Data compiled by Bloomberg reveals that open interest in CME Group Bitcoin futures contracts dropped by approximately 24%, reaching 20,679 contracts by January 30th, just three weeks after the introduction of 11 spot ETFs.

CME Bitcoin futures contracts have been popular among investors due to their regulated nature, providing a secure platform for exposure to Bitcoin.

However, now that spot Bitcoin ETFs can fulfill a similar role, investor interest in Bitcoin futures has waned.

CME Futures Were Used in Arbitrage Activity

In a note to Bloomberg, crypto asset manager DACM said that CME futures were previously used in arbitrage activity involving Grayscale Bitcoin Trust (GBTC).

The fund, before being converted into a spot ETF, used to trade at a premium or discount to its Net Asset Value (NAV) due to supply and demand imbalances, the requirement for accredited investors, lock-up periods, market sentiment, and arbitrage opportunities.
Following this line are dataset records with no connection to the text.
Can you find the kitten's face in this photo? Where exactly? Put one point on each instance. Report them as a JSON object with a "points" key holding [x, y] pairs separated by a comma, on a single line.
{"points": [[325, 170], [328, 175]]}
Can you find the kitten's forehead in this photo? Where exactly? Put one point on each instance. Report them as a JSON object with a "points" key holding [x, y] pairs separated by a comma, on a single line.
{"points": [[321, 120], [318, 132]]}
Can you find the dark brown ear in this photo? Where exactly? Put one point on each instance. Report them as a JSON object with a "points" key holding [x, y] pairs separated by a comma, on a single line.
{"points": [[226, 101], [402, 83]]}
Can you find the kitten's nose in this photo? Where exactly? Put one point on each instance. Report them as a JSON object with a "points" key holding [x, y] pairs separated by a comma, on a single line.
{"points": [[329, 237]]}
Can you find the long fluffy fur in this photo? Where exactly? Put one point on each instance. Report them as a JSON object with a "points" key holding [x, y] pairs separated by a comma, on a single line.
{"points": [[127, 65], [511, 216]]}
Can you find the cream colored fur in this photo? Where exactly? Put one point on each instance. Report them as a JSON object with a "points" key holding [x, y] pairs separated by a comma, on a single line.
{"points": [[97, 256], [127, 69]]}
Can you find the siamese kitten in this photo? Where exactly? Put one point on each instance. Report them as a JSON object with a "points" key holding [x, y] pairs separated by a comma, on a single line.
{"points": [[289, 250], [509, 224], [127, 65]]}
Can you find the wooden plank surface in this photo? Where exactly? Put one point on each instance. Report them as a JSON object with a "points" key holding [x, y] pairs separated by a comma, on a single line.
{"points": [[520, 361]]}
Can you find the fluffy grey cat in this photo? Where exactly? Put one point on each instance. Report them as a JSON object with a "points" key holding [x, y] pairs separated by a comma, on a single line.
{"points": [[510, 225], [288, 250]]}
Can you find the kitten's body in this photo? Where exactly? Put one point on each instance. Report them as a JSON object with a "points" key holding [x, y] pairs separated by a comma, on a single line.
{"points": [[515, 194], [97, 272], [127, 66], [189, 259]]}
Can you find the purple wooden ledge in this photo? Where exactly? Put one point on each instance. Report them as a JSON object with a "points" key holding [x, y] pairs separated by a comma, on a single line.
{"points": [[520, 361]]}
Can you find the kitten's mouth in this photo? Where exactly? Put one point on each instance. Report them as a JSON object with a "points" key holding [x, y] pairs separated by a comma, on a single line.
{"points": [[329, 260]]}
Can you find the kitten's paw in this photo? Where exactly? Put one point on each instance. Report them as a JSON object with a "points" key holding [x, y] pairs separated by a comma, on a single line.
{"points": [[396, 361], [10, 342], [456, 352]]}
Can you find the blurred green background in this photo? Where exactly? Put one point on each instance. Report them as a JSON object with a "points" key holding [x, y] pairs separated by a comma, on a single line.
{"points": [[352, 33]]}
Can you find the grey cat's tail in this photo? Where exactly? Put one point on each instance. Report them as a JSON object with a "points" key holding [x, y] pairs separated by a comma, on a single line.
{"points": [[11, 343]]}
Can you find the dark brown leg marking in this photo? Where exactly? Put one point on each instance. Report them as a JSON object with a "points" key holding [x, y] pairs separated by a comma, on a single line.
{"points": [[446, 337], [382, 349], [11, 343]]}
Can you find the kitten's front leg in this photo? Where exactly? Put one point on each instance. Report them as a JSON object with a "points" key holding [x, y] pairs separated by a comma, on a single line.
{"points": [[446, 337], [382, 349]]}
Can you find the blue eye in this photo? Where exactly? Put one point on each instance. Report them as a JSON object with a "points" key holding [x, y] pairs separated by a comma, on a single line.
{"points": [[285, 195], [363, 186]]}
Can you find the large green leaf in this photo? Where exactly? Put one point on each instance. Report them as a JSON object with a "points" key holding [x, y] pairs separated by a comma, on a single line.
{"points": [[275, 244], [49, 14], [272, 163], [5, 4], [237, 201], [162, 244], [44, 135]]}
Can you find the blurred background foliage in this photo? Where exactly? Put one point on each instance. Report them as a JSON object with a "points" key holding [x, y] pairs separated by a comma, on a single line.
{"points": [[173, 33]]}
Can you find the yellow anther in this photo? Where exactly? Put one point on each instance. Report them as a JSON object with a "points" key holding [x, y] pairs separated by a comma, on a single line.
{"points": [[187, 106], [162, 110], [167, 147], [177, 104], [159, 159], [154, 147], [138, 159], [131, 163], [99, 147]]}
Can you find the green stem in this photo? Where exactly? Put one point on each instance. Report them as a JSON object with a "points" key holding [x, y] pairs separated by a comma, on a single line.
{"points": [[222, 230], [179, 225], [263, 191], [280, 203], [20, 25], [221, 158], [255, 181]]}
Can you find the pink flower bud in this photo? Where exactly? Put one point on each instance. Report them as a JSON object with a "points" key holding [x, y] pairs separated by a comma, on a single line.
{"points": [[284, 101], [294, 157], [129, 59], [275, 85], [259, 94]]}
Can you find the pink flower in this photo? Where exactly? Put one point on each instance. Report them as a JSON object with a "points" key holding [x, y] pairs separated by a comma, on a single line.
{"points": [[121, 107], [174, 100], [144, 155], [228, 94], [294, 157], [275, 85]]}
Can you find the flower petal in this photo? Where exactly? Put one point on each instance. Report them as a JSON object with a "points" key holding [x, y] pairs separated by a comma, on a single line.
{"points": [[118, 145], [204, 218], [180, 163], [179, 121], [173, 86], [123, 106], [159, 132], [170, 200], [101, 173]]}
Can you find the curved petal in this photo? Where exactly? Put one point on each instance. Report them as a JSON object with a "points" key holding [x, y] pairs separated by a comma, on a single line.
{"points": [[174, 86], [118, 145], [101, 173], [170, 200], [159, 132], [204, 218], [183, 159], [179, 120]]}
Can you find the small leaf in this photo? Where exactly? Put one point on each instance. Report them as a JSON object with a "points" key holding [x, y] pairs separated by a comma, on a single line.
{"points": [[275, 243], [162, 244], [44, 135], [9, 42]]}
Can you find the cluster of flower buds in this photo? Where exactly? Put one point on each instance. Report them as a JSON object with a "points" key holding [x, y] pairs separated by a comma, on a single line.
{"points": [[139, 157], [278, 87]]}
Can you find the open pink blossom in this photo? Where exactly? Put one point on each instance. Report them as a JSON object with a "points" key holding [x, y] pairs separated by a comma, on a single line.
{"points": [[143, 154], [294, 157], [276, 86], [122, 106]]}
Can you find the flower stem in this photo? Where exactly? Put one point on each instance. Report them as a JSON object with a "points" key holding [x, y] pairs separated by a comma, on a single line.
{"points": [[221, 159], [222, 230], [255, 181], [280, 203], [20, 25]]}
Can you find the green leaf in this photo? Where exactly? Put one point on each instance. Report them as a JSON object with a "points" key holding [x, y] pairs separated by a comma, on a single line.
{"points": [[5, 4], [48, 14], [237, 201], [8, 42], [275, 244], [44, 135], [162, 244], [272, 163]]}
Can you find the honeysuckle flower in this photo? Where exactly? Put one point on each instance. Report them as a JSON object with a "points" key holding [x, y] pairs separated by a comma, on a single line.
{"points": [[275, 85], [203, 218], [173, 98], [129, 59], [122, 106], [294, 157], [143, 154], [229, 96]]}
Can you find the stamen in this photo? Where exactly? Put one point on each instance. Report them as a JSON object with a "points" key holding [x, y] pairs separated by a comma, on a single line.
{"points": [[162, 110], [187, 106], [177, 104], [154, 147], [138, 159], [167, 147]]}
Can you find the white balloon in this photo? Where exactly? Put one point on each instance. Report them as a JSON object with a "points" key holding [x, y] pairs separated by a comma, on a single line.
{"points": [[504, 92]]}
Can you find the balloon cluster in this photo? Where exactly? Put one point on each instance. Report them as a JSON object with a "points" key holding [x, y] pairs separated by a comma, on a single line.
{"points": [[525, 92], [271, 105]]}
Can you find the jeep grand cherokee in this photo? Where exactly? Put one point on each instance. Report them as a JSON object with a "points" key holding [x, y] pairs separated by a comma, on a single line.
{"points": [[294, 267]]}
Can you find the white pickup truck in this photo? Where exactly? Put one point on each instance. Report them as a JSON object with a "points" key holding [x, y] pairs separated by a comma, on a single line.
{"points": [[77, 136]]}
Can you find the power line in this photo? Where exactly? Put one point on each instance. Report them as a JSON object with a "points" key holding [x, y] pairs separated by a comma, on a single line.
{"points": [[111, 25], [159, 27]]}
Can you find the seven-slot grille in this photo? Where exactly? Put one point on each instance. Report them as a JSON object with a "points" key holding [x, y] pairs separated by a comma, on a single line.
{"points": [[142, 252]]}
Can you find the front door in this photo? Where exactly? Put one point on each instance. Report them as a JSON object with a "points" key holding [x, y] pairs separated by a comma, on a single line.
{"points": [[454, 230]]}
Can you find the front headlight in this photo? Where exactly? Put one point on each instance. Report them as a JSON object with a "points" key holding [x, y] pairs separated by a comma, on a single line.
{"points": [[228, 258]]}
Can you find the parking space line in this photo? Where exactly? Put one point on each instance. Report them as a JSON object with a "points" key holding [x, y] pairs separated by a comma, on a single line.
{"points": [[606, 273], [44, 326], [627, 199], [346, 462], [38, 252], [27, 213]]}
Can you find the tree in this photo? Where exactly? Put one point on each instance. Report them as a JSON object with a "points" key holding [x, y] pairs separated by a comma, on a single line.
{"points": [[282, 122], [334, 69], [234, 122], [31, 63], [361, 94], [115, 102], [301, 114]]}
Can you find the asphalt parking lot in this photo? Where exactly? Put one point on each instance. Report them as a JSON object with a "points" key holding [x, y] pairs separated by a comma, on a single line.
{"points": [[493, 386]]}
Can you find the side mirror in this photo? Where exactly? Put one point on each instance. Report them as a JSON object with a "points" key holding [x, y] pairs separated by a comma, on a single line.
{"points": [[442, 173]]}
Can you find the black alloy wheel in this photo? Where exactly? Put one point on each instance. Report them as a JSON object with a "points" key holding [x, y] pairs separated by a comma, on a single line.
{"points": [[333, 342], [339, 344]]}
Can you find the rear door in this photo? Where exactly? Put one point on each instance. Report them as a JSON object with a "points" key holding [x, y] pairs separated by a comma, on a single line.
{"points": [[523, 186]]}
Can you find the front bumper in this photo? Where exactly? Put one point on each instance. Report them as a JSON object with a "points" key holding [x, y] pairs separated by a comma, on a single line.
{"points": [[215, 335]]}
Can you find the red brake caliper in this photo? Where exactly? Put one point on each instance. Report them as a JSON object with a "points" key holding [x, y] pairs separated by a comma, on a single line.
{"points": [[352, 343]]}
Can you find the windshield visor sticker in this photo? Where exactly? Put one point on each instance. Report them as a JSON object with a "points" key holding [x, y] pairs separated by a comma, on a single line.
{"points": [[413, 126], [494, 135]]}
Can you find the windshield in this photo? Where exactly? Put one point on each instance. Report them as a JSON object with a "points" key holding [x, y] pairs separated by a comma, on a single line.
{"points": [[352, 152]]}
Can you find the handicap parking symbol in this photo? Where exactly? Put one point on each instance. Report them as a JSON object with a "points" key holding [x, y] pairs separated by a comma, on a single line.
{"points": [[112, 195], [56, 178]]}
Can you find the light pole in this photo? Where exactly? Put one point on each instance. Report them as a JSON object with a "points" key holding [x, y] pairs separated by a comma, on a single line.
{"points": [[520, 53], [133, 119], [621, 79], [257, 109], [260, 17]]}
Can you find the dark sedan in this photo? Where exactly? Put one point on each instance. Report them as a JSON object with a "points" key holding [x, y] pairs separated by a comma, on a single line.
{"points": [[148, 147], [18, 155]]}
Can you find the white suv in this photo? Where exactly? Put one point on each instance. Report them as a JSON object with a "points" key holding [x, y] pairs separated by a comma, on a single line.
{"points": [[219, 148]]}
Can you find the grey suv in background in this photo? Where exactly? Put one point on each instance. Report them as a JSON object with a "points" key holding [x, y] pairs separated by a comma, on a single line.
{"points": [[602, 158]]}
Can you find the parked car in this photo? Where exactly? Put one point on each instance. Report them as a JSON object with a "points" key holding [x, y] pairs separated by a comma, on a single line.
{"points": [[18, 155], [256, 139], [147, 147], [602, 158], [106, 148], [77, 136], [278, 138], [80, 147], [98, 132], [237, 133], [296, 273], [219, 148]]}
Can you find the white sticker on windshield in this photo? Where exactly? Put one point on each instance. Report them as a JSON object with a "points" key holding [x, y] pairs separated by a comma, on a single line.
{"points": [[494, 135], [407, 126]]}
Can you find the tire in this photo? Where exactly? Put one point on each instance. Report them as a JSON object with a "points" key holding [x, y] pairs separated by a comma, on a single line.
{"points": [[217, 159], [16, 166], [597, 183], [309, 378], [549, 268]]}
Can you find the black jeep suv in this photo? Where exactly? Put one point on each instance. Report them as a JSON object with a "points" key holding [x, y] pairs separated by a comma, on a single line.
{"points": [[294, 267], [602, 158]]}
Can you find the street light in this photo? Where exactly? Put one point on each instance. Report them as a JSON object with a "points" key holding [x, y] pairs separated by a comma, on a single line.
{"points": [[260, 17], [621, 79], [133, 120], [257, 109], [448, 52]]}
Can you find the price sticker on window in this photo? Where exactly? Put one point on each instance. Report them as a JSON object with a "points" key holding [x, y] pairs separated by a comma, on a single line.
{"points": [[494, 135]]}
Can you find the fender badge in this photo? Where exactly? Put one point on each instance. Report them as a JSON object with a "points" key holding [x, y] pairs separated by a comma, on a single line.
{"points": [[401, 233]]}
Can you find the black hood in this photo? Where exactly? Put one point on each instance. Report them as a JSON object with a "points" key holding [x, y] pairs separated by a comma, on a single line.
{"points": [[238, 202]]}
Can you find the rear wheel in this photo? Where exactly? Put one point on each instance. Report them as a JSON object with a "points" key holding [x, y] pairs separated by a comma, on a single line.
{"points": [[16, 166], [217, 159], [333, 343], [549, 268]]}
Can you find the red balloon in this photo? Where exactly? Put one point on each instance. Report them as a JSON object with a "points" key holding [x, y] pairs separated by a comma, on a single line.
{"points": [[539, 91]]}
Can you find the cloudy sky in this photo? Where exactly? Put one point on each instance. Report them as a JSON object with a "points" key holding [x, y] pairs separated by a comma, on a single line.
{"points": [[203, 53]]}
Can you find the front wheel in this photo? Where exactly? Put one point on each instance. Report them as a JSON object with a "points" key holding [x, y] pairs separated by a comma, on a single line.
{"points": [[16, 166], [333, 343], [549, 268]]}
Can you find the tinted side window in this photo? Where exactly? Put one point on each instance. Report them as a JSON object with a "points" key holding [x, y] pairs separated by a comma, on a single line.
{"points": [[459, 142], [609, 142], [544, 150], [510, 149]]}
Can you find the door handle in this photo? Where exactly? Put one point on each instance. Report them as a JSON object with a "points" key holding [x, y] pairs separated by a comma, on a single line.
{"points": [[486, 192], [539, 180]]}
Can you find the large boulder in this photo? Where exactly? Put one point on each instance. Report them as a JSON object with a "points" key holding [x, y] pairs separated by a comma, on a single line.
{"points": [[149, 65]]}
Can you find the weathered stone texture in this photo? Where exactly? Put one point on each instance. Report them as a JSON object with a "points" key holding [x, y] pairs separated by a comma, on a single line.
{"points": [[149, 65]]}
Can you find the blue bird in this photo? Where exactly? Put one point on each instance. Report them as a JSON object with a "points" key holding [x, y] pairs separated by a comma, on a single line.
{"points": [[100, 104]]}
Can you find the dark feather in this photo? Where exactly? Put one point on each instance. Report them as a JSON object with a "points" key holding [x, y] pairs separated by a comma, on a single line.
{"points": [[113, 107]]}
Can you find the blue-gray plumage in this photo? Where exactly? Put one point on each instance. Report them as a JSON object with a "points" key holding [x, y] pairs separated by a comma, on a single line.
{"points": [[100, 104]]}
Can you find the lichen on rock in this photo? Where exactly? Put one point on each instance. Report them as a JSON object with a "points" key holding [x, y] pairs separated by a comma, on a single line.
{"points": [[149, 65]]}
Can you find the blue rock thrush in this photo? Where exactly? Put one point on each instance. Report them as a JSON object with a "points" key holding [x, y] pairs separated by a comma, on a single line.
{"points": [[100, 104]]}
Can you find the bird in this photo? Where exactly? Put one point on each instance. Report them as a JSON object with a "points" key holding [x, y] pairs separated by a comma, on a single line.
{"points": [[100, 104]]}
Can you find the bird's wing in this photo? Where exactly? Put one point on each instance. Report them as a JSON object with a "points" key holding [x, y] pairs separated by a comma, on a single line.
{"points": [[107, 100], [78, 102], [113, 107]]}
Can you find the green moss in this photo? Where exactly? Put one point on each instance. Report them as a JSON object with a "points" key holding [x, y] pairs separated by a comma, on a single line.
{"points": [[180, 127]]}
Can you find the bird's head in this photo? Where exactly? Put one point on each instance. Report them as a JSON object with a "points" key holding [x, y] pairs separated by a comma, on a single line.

When demand for GBTC shares exceeded supply, it led to a premium, while factors like investor sentiment and arbitrage trading could influence its pricing relative to the underlying Bitcoin’s value.

However, now that the fund has been converted into an ETF, this arbitrage trade has ceased.

Furthermore, Vetle Lunde, senior analyst at K33 Research, suggested that the shift towards ETFs and the cooling of Bitcoin’s rally could lead to reduced activity in CME Bitcoin futures.

However, he also emphasized that these futures contracts remain crucial in maintaining higher liquidity in the cryptocurrency market.

Lunde suggests that they could potentially serve as hedging instruments for authorized participants involved in managing the creation and redemption of ETF shares.

“Due to GBTC’s negative premium, long GBTC and short CME Bitcoin futures is a popular trade,” said DACM co-founder Richard Galvin, adding:

“This trade paid off, causing investors to sell their GBTC shares and The liquidation of CME positions resulted in a decrease in open positions.”

SEC Approval of ETFs End Speculations

There has been reduced volatility in the price of Bitcoin following the recent approval of ETFs by the SEC, which put an end to speculation surrounding this development, according to Matteo Greco, research analyst at Fineqia International.

The introduction of Bitcoin Spot ETFs has attracted significant inflows from traditional finance into the digital assets market, Greco said in a note shared with

He said that since their launch, the 11 Spot ETFs have collectively attracted approximately $1.15 billion in cumulative inflows.

Still, the leading cryptocurrency is poised to achieve its fifth consecutive monthly gain, marking its longest winning streak since the pandemic-induced rally fueled by accommodative monetary policies.

In other words, if Bitcoin maintains its upward trajectory by the end of the month, it will achieve its longest streak of monthly gains since the six months spanning October 2020 to March 2021 during which it reached a record high of almost $69,000.